NEW YORK — Stocks fell broadly on Wednesday, snapping a four-day winning streak for the Standard & Poor’s 500 index, as investors shaken by recent swings in the market sold some of their holdings.

A slide in the price of oil dragged down energy stocks. Eight of the 10 industry groups in the S&P 500 fell, led by a 1.7 percent drop in energy. Small-company stocks also fell as traders unloaded riskier assets.

“The market is still nervous,” said John Manley, chief equity strategist at Wells Fargo Funds Management. “The extreme volatility of the last few weeks is on our minds.”

The drop in the S&P 500 came a day after the index’s biggest gain this year.

Stocks were higher most of the morning on hopes that the European Central Bank would add to its stimulus program as well as news that U.S. inflation remained low last month. A batch of good earnings reports from U.S. companies also helped.

Those gains vanished in the afternoon as the price of crude oil began to drop. Traders have worried about a steady decline in oil as global demand for energy recedes.

“The market is taking a bit of breather,” shrugged TD Ameritrade Chief Strategist JJ Kinahan. “People are reassessing what their expectations should be for the rest of the earnings season.”

The S&P 500 dropped 14.17 points, or 0.7 percent, to 1,927.11. The Dow Jones industrial average fell 153.49 points, or 0.9 percent, to 16,461.32. The Nasdaq composite fell 36.63 points, or 0.8 percent, to 4,382.85.
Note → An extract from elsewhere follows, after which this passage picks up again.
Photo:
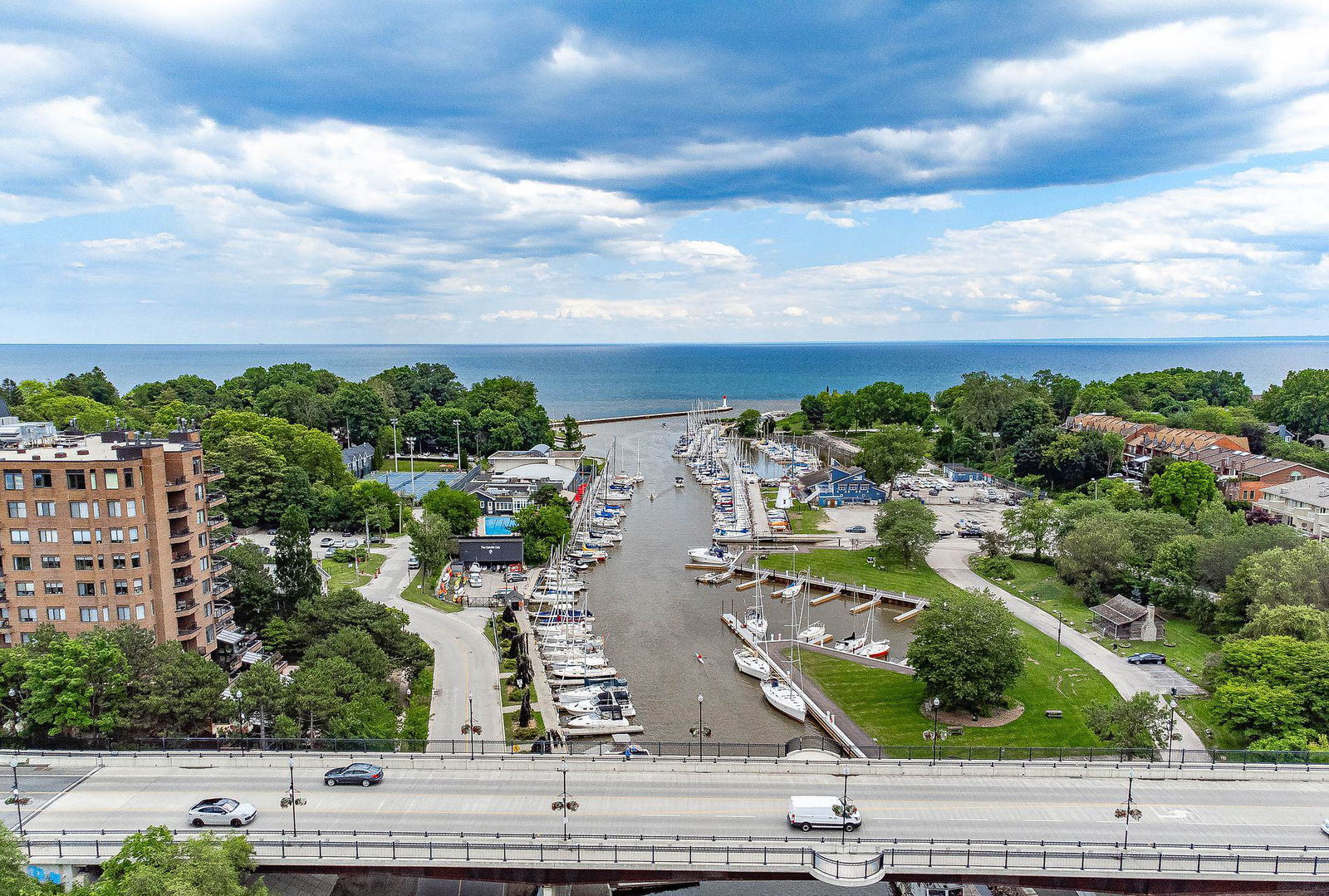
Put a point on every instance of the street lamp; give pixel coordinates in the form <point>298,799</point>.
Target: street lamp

The losses were mitigated by a batch of generally positive third-quarter earnings reports, which suggested that corporate profits were still growing at a healthy clip. Yahoo jumped 5 percent after reporting blowout earnings.

The Vix index, a gauge of expected swings in stock prices, surged nearly two points to 18. That is above the recent average of 15, but far below last week’s high of 30.

So far this earnings season, investors have been encouraged. With about a fifth of S&P 500 companies out with their results and outlooks, stocks look reasonably priced as measured by expectations of future earnings. The index is trading at 15.8 times expected earnings per share over the next 12 months, according to S&P Capital IQ, a research firm. That is not much lower — meaning cheaper — than the average of 16.4 since 2001.

But other measures, comparing stock prices to earnings over the past 10 years, for instance, suggest the market may be overvalued.